Mutlu’s musical journey has included a long standing collaboration with singer/songwriter Amos Lee and sharing the same stages as marquee performers like Joe Jackson, Shuggie Otis, Katy Perry, Todd Rundgren, and the Blind Boys of Alabama among many others. It’s the seven songs on his new album Good Trouble bringing us here today, however, and the first generation American of Turkish descent proves he can more than stand in the company of those aforementioned performers. He’s garnered a lot of attention for his numerous appearances on Daryl Hall’s popular “Live at Daryl’s House” program and has toured often with Hall and Oates as a support act for their live shows. Mutlu has trod the boards in some of the most renowned venues throughout the United States and overseas like Los Angeles’ Greek Theatre, Philadelphia’s Tower Theatre, and the Royal Festival Hall in London. It is as sure of an indication as any of the respect and popularity he commands as both a performer and songwriter.
“Lifeline” packs quite a wallop without ever steamrolling listeners. The majority of the wallop comes from the percussion – it is a mix of straight forward drumming and handclaps, though it is difficult to tell if the handclaps are generated by keyboards or live. It doesn’t really matter however – the percussion is quite unlike anything else you’ll hear on the album. I noticed, in retrospect, this is one of the few tracks on the album that are strictly acoustic and feature no electric guitar embellishments, but it doesn’t affect the quality in any way.
He takes another direction with the track “Not Escapable” and invokes a reggae sound through surprising instrumental means. Despite the notable instrumental variations from typical reggae tunes, the song is successful and benefits a lot from the insistent percussive song defining the performance. Mutlu takes another stylistic turn with the song “95 to 5” by including a wah wah guitar instrumental break in the song’s second half that might have sounded out of place in the hands of a lesser songwriting but, instead, really leaves a mark on the song that lingers with listeners. The multi tracked vocals, especially during the scat singing sections, are effective and focus the on the mainstream potential the song holds for listeners.

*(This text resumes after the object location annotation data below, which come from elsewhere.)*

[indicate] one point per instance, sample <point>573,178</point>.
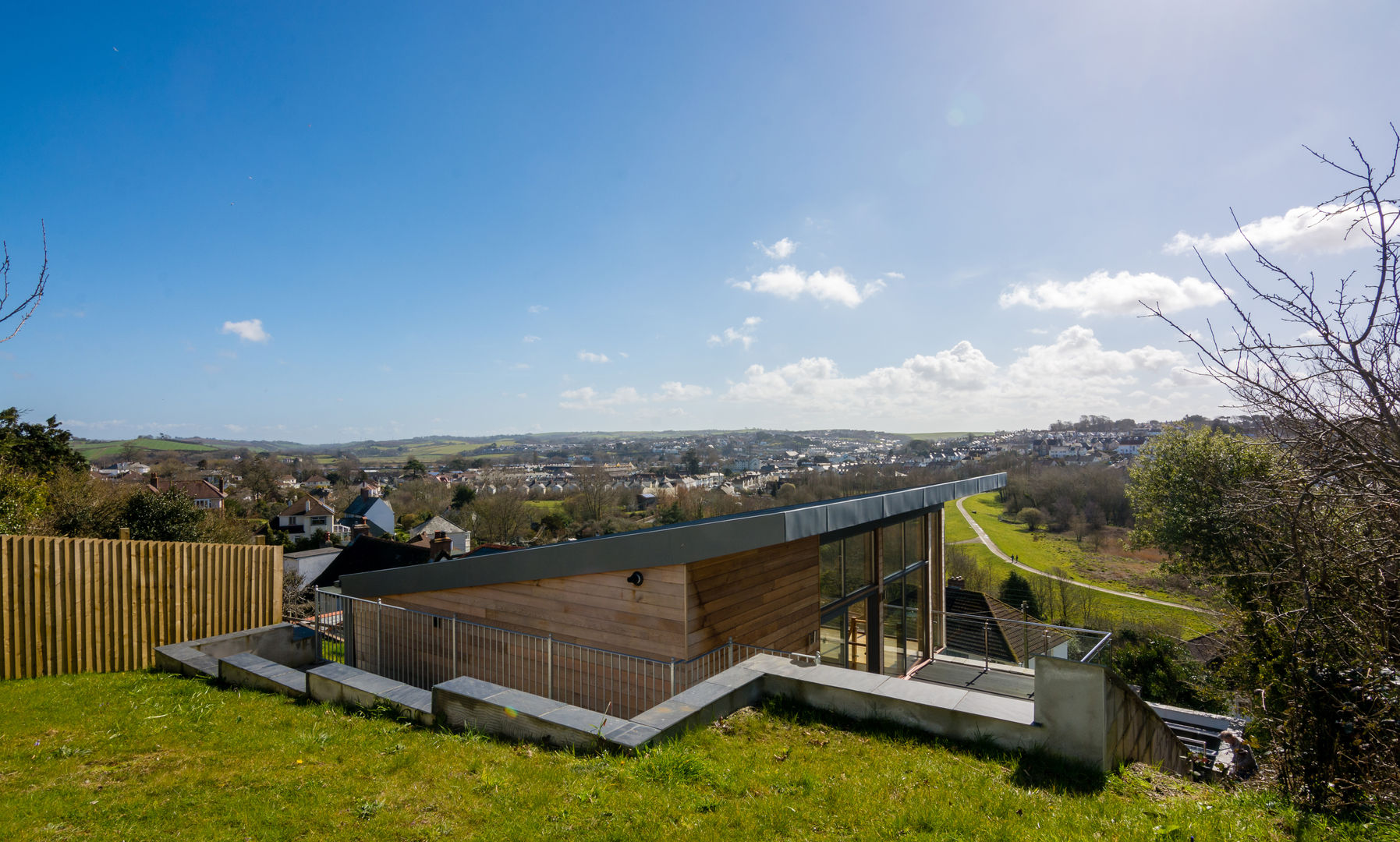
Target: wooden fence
<point>95,604</point>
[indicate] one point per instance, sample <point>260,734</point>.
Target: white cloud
<point>1322,228</point>
<point>1070,375</point>
<point>678,391</point>
<point>1119,294</point>
<point>743,334</point>
<point>248,331</point>
<point>789,281</point>
<point>591,399</point>
<point>780,251</point>
<point>628,396</point>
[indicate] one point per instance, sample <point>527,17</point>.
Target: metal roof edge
<point>682,543</point>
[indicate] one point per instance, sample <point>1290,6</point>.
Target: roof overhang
<point>681,543</point>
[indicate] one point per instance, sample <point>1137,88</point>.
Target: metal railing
<point>424,649</point>
<point>1015,642</point>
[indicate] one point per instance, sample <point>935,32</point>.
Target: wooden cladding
<point>95,604</point>
<point>593,609</point>
<point>764,597</point>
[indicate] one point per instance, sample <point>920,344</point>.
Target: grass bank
<point>154,755</point>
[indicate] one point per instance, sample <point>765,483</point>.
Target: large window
<point>873,597</point>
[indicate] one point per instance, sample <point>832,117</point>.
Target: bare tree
<point>14,313</point>
<point>1319,584</point>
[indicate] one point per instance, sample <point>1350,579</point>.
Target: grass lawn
<point>1105,611</point>
<point>104,449</point>
<point>1111,567</point>
<point>143,755</point>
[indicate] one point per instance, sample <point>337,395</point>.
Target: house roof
<point>363,504</point>
<point>367,554</point>
<point>679,543</point>
<point>307,505</point>
<point>434,523</point>
<point>195,489</point>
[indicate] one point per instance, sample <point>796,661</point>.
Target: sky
<point>327,223</point>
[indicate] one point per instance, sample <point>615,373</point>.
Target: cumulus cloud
<point>588,398</point>
<point>1046,380</point>
<point>1119,294</point>
<point>743,334</point>
<point>678,391</point>
<point>792,283</point>
<point>1322,228</point>
<point>780,251</point>
<point>250,331</point>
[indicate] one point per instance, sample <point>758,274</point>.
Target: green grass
<point>104,449</point>
<point>1046,551</point>
<point>139,755</point>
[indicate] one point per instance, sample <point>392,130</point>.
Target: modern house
<point>371,511</point>
<point>859,579</point>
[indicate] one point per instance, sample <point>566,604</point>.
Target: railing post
<point>986,646</point>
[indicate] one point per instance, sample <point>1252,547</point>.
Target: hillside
<point>154,755</point>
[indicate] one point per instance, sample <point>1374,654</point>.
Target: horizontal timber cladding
<point>601,610</point>
<point>98,604</point>
<point>764,597</point>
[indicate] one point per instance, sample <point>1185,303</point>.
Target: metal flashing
<point>683,543</point>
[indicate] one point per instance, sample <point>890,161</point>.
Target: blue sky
<point>331,223</point>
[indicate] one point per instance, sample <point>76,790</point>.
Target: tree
<point>14,313</point>
<point>41,449</point>
<point>1017,592</point>
<point>1310,553</point>
<point>1032,518</point>
<point>167,516</point>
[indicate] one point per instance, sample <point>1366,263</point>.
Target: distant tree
<point>41,449</point>
<point>167,516</point>
<point>1017,592</point>
<point>14,313</point>
<point>23,501</point>
<point>463,497</point>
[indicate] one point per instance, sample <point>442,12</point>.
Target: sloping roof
<point>366,554</point>
<point>434,523</point>
<point>195,489</point>
<point>307,505</point>
<point>679,543</point>
<point>363,504</point>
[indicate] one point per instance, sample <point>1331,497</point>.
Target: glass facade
<point>874,609</point>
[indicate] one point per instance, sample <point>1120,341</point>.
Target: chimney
<point>440,546</point>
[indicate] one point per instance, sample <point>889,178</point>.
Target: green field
<point>91,451</point>
<point>143,755</point>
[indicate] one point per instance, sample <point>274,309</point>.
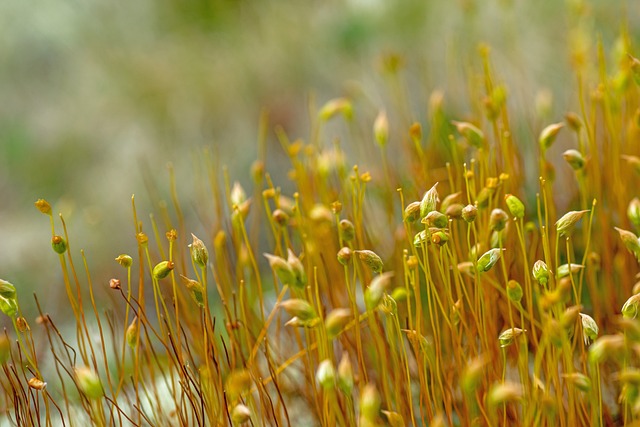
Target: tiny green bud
<point>515,206</point>
<point>370,402</point>
<point>415,132</point>
<point>22,324</point>
<point>469,213</point>
<point>589,328</point>
<point>429,201</point>
<point>124,260</point>
<point>565,225</point>
<point>454,210</point>
<point>371,259</point>
<point>37,384</point>
<point>132,333</point>
<point>548,135</point>
<point>326,374</point>
<point>199,253</point>
<point>58,244</point>
<point>299,308</point>
<point>399,294</point>
<point>578,380</point>
<point>394,419</point>
<point>507,336</point>
<point>439,238</point>
<point>630,307</point>
<point>7,290</point>
<point>412,212</point>
<point>240,414</point>
<point>436,219</point>
<point>449,200</point>
<point>8,299</point>
<point>345,375</point>
<point>347,230</point>
<point>88,382</point>
<point>633,212</point>
<point>344,255</point>
<point>238,196</point>
<point>541,272</point>
<point>381,129</point>
<point>423,237</point>
<point>162,269</point>
<point>514,291</point>
<point>574,159</point>
<point>565,269</point>
<point>43,206</point>
<point>280,217</point>
<point>489,259</point>
<point>5,349</point>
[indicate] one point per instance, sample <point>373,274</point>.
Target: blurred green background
<point>96,92</point>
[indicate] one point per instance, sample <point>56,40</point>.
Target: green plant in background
<point>413,273</point>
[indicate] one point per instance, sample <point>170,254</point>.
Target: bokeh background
<point>98,95</point>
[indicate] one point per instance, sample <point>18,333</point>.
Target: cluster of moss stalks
<point>441,292</point>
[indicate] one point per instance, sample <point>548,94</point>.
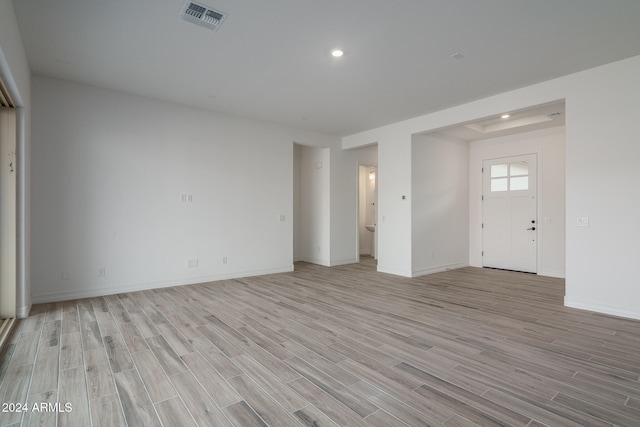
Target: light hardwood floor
<point>327,346</point>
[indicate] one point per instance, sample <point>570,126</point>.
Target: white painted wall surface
<point>17,75</point>
<point>109,171</point>
<point>602,110</point>
<point>549,145</point>
<point>367,206</point>
<point>440,204</point>
<point>394,203</point>
<point>313,240</point>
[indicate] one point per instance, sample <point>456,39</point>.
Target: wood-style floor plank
<point>341,346</point>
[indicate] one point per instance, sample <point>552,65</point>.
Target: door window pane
<point>519,183</point>
<point>498,171</point>
<point>519,169</point>
<point>499,184</point>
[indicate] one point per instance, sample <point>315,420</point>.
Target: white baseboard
<point>402,273</point>
<point>438,269</point>
<point>23,312</point>
<point>551,274</point>
<point>318,261</point>
<point>599,308</point>
<point>98,292</point>
<point>344,262</point>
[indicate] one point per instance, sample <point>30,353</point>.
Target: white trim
<point>344,262</point>
<point>112,290</point>
<point>317,261</point>
<point>438,269</point>
<point>23,312</point>
<point>552,274</point>
<point>603,309</point>
<point>6,326</point>
<point>401,273</point>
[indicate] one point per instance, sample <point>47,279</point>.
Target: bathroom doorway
<point>367,211</point>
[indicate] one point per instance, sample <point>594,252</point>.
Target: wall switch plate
<point>582,221</point>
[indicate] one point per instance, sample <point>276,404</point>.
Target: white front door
<point>509,213</point>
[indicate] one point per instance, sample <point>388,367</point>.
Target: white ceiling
<point>530,119</point>
<point>270,59</point>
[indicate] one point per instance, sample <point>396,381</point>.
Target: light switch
<point>582,221</point>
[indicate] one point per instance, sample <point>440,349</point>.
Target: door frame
<point>538,204</point>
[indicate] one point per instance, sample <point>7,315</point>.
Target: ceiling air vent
<point>202,16</point>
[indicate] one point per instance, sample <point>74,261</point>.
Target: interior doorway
<point>367,210</point>
<point>509,213</point>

John Oates makes a guest appearance on the soul tune “Nothing in This Whole Wide World” helps send it over the top vocally but Mutlu’s own singing performance is far from shabby. It may take on time-tested subject matter, but Mutlu has such a signature style that he makes the subject sound like something new and the arrangement has the same smooth passion we hear in the earlier songs. The final curtain for Good Trouble falls with the performance of “Oh My Girl” and there’s another precise and well played electric guitar break in this song that helps elevate it to the album’s final special moments. There are many such moments on Mutlu’s latest album and there’s undoubtedly more to come from this prodigiously talented performer.